City of Omaha crews are hitting chuckholes hard, but not in the way drivers do.
The workers are patching the concrete chasms and asphalt abysses that have been opening in city streets as snow and ice recede.
"We're fixing them as fast as we can," said Austin Rowser, city street maintenance supervisor.
The city is deploying crews on two shifts per day, with nine workers on each shift.
They're focusing on fixing major streets first. Supervisors are cruising main routes, looking for trouble spots and dispatching crews to make repairs.
The crews also are responding to reports of chuckholes in the city's thoroughfares.
And they've been making incursions into neighborhoods to fill the worst chuckholes called in by alert citizens.
"We're fixing them as fast as we can."— Austin Rowser, Omaha street maintenance supervisor
Asked where in the city the crews have been working, Rowser replied, "All over."
The chuckholes, he said, are multiplying like rabbits.
The city took 394 complaints in the first 7 1/2 days of February.
So far, workers have been making cold patches — a quick fix the city uses when temperatures are low.
But they hope to start using hot asphalt next week, if it's warmer, as predicted, and the streets aren't as watery and icy.

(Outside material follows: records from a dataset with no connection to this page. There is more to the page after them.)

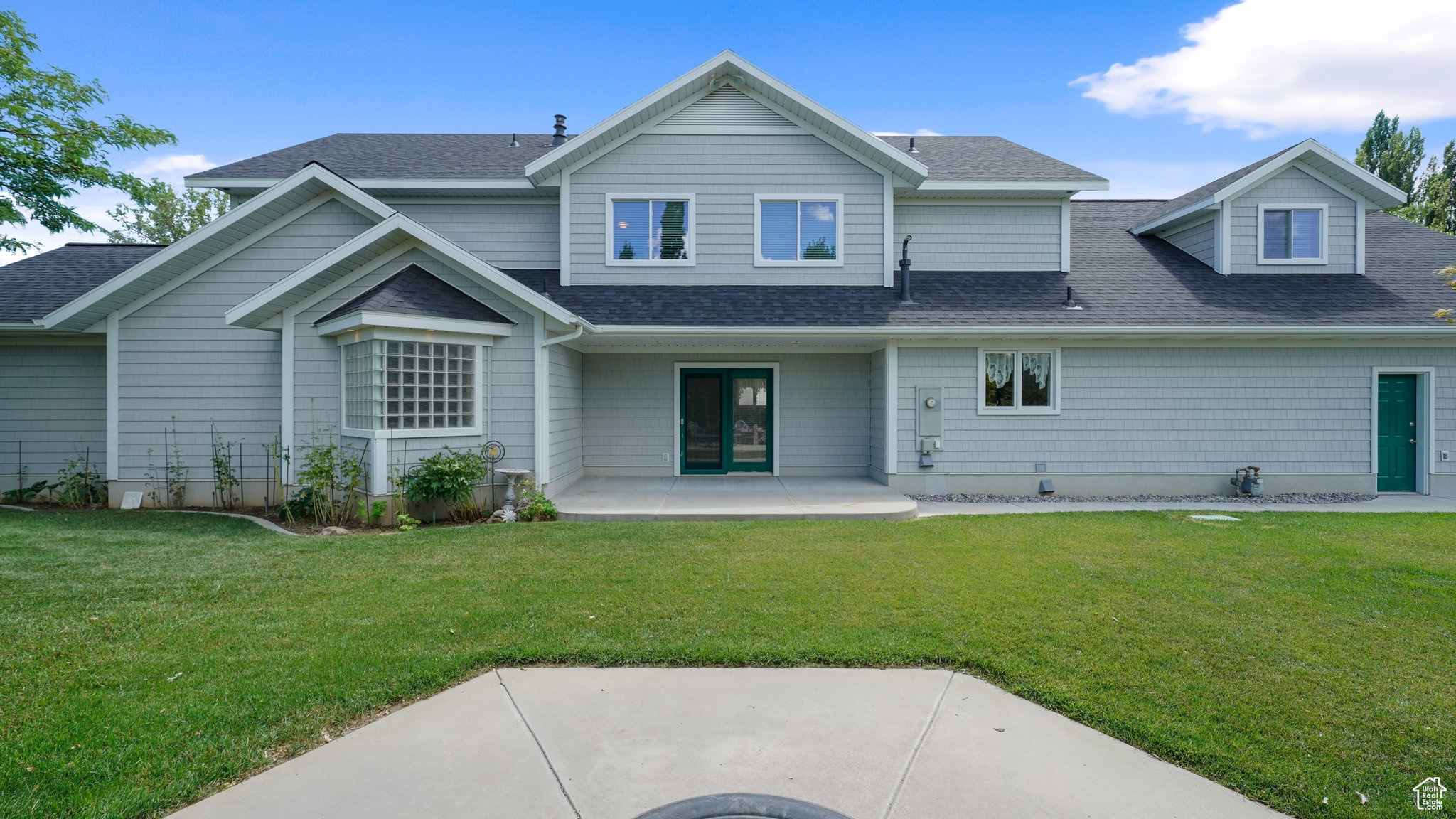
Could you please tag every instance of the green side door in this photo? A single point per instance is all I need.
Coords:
(1397, 439)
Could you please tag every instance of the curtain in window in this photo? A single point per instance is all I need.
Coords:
(631, 230)
(779, 225)
(1307, 235)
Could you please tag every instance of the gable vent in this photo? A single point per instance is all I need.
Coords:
(729, 107)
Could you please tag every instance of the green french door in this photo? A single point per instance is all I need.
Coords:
(727, 422)
(1397, 439)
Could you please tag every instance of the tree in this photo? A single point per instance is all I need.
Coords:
(1435, 200)
(48, 144)
(164, 215)
(1391, 154)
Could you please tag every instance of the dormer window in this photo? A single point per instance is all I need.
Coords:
(1292, 233)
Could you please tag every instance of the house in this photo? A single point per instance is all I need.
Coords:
(710, 282)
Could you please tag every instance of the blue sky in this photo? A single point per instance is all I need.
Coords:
(247, 77)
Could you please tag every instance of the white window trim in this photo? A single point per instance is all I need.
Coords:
(482, 346)
(1324, 232)
(980, 382)
(757, 229)
(692, 230)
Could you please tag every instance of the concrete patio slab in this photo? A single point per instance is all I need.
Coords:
(992, 754)
(1382, 503)
(732, 498)
(625, 741)
(609, 744)
(461, 754)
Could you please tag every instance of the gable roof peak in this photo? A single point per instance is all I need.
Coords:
(732, 69)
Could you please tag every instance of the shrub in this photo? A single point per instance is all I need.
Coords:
(449, 477)
(533, 505)
(331, 484)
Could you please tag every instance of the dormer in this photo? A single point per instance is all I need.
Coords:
(1300, 210)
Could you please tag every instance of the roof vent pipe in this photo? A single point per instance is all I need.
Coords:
(904, 272)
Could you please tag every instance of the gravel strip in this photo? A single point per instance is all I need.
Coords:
(1283, 498)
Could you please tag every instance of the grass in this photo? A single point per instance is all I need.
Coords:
(147, 659)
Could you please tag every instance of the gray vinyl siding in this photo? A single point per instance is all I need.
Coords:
(823, 410)
(725, 172)
(1172, 410)
(1196, 241)
(507, 390)
(982, 238)
(523, 233)
(565, 412)
(877, 410)
(1292, 186)
(181, 359)
(53, 397)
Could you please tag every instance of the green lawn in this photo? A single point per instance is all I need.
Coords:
(1289, 656)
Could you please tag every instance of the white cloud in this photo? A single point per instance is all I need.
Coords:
(1267, 66)
(171, 166)
(1154, 180)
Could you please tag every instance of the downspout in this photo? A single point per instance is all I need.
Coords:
(904, 272)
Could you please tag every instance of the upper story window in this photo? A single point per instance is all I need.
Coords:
(1292, 233)
(1018, 382)
(650, 230)
(798, 230)
(411, 385)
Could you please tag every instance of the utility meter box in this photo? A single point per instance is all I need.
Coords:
(928, 412)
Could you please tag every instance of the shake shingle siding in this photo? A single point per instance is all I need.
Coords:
(1175, 410)
(982, 238)
(725, 172)
(823, 410)
(507, 391)
(53, 398)
(179, 358)
(1292, 186)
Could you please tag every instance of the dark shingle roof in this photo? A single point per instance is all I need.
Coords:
(987, 158)
(398, 156)
(1121, 280)
(37, 284)
(487, 156)
(1204, 191)
(417, 291)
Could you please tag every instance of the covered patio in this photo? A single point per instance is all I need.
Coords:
(732, 498)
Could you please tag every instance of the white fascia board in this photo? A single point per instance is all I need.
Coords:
(451, 184)
(725, 63)
(430, 241)
(1293, 155)
(1175, 216)
(1028, 331)
(361, 319)
(312, 172)
(1054, 186)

The city has asked an asphalt plant, normally shut down in winter, to open next week, Rowser said. The city has to pay a $4,000 startup fee to the plant, but hot asphalt renders better repairs that endure longer than their cold cousins.
"We feel like it's worth it," Rowser said. "We've got some conditions next week that are going to be good for patching."
The chuckholes are not a problem exclusive to Omaha.
Lincoln Mayor Chris Beutler's office issued a press release saying the capital city on Monday had "tripled the usual number of crews working on pothole repair." It said the Public Works and Utilities Department had transferred staff from other maintenance duties to chuckhole repair, bringing the number of assigned workers to about 35.